Pusat sirkulasi bibit siklon tropis 93S saat ini berada di Samudra Hindia, sebelah barat daya Jawa Barat. Menurut hasil analisis Badan Meteorologi, Klimatologi, dan Geofisika (BMKG), bibit siklon ini diperkirakan akan berkembang menjadi siklon tropis kategori 1 pada malam hari Minggu (21/12/2025). Pergerakannya ke arah barat menjauh dari wilayah Indonesia.

Kepala Stasiun Geofisika Kelas I Bandung, Teguh Rahayu, menyampaikan bahwa monitoring dan analisis dilakukan oleh Tropical Cyclone Warning Center (TCWC) Jakarta dan BMKG. Setelah sempat mengalami penurunan intensitas dalam 12 jam terakhir, sistem kembali menunjukkan peningkatan secara perlahan.

“Intensitas bibit siklon tropis 93S diprakirakan meningkat secara perlahan dalam 24 jam ke depan. Hal itu ditandai dengan munculnya kembali area dengan gale force wind selama 6 sampai 12 jam ke depan dan peningkatan kecepatan angin menjadi 45 knot atau 83 kilometer per jam. Sistem diprediksi akan menjadi siklon tropis kategori 1 pada 21 Desember 2025 malam dengan pergerakan ke arah barat, menjauhi wilayah Indonesia,” ujar Rahayu, Minggu (21/12/2025).

Bibit siklon tropis 93S berpotensi mengalami peningkatan dengan kecepatan angin yang juga meningkat, menjadi 60 knot atau 110 km/jam dalam 48 jam ke depan. Sistem yang bergerak menjauhi wilayah Indonesia itu diprediksi akan berkembang menjadi siklon tropis kategori 2 pada Senin (22/12/2025) malam.

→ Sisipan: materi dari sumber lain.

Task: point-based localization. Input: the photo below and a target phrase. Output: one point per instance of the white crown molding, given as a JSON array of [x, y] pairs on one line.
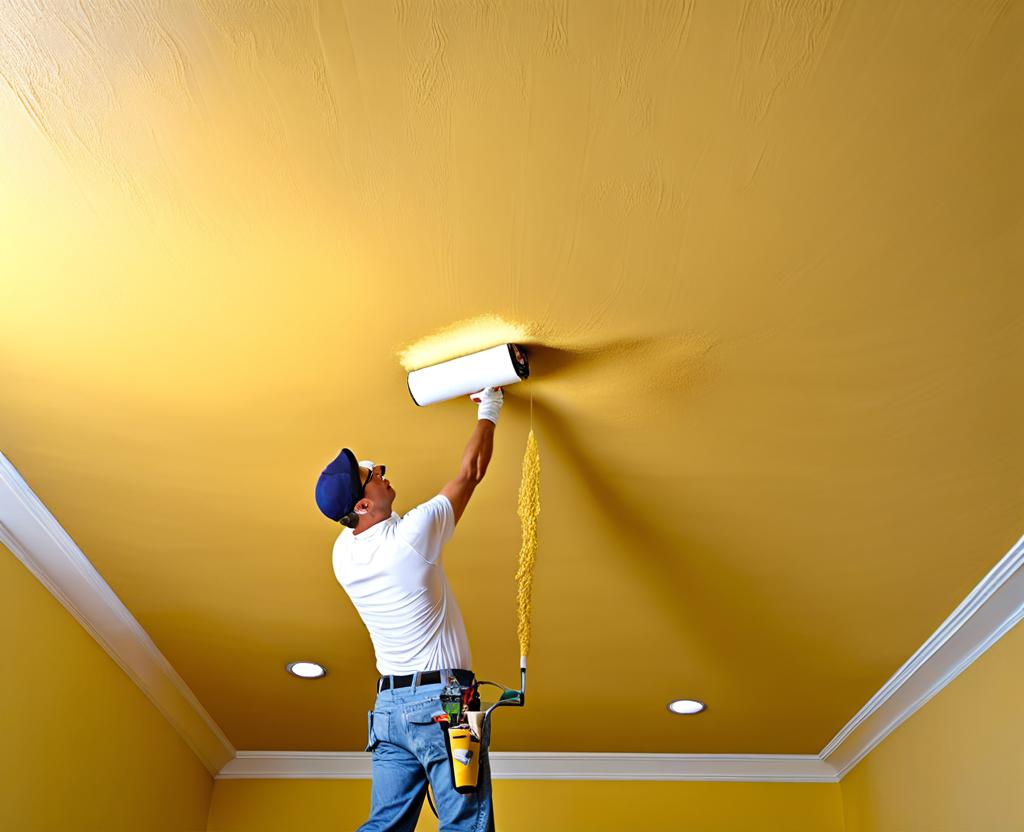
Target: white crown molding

Intensitas akan tetap pada kategori 2 dengan kecepatan angin 60 knot dalam 72 jam ke depan.

Sejarah dan Perkembangan Bibit Siklon Tropis 93S

Bibit siklon tropis 93S mulai terbentuk pada 11 Desember 2025 pukul 0.00 UTC atau 7.00 WIB di wilayah Samudra Hindia sebelah selatan Bali-Nusa Tenggara Barat. Per 21 Desember 2025 pukul 7.00 WIB, pusat sirkulasi berada di sekitar 12,2°LS, 105 0°BT di Samudra Hindia sebelah barat daya Jawa Barat, dalam Area of Monitoring (AoM) TCWC Jakarta.

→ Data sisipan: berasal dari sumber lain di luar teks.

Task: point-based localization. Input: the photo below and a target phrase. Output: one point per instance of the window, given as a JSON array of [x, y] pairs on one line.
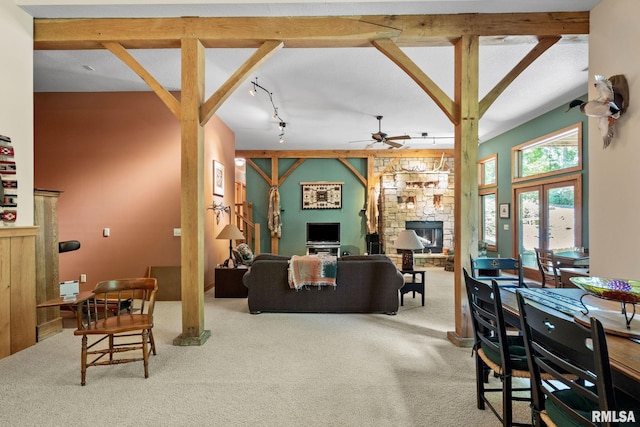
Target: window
[[487, 183], [488, 171], [489, 220], [559, 152]]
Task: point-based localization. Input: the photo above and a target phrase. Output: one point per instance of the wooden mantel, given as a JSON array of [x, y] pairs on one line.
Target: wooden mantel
[[388, 34]]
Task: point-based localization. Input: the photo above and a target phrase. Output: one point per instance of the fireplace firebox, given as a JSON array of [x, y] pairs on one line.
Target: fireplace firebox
[[430, 234]]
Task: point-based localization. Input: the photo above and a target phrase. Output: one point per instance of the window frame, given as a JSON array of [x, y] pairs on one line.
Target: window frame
[[493, 158], [482, 229], [516, 165]]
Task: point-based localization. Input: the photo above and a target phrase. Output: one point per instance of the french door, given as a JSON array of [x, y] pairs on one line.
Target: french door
[[548, 216]]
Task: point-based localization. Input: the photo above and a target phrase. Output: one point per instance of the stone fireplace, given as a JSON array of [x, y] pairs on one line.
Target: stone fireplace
[[429, 233], [416, 193]]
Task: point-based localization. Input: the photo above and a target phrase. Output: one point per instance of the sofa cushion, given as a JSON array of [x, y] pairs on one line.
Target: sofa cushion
[[364, 257], [268, 256]]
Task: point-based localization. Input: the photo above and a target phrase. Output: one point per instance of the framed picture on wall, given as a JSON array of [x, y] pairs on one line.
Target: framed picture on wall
[[218, 178], [504, 210]]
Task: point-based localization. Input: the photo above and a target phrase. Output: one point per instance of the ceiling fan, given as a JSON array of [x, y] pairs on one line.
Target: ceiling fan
[[384, 138]]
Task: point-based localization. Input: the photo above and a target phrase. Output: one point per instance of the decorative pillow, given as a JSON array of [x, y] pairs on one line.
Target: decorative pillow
[[245, 253]]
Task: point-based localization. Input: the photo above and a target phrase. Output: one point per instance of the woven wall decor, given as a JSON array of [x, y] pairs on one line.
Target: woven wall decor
[[8, 183], [321, 195]]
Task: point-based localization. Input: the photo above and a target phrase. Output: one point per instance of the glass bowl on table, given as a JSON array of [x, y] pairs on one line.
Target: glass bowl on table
[[623, 291]]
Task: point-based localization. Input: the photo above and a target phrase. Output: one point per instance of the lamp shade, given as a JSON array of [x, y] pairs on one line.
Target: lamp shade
[[408, 240], [230, 232]]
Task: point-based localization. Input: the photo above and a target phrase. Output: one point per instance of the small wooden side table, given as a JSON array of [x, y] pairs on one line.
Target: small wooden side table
[[413, 286], [228, 283]]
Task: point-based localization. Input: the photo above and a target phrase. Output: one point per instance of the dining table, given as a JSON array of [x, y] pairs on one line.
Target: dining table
[[623, 346]]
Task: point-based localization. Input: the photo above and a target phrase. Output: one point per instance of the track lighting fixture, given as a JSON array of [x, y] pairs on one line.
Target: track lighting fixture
[[275, 116]]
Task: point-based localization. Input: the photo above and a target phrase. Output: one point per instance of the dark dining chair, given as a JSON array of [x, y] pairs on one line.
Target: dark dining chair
[[570, 373], [495, 350], [548, 267], [487, 269]]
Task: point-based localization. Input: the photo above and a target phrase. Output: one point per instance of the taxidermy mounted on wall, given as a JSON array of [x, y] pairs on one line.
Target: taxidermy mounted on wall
[[609, 106]]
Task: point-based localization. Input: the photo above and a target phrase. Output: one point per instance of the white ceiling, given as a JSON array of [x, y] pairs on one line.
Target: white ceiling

Kecepatan angin maksimum yang terpantau saat ini adalah 35 knot atau 65 km/jam dengan tekanan minimum 999 hPa. Berdasarkan pengamatan citra satelit dalam 12 jam terakhir, aktivitas konvektif berfluktuasi, mengalami penurunan pada malam hingga dini hari, menguat kembali pada dini hari hingga pagi. Hal itu ditandai dengan meluasnya dense overcast serta deep convective.

Dampak yang Dapat Terjadi

Rahayu menyampaikan bahwa bibit siklon tropis 93S menimbulkan dampak tak langsung atas kondisi cuaca ekstrem dan perairan di wilayah Indonesia dalam 24 Jam, hingga 22 Desember 2025 pukul 7.00 WIB. Dampak tak langsung itu antara lain:

  • Hujan intensitas sedang hingga lebat di wilayah Bengkulu, Lampung, Banten, Jakarta, Jawa Barat, dan Jawa Tengah.
  • Angin kencang di wilayah Bengkulu, Lampung, Banten, Jakarta, Jawa Barat, dan Jawa Tengah.
  • Tinggi gelombang kategori sedang (1,25-2,5 meter) di beberapa perairan.

Adapun tinggi gelombang kategori sedang itu berpotensi terjadi di perairan barat Lampung, Samudra Hindia barat Lampung, Selat Sunda bagian selatan, perairan selatan Jawa hingga Nusa Tenggara Barat, Selat Bali-Lombok-Alas bagian selatan, dan Samudra Hindia selatan Banten hingga Nusa Tenggara Barat.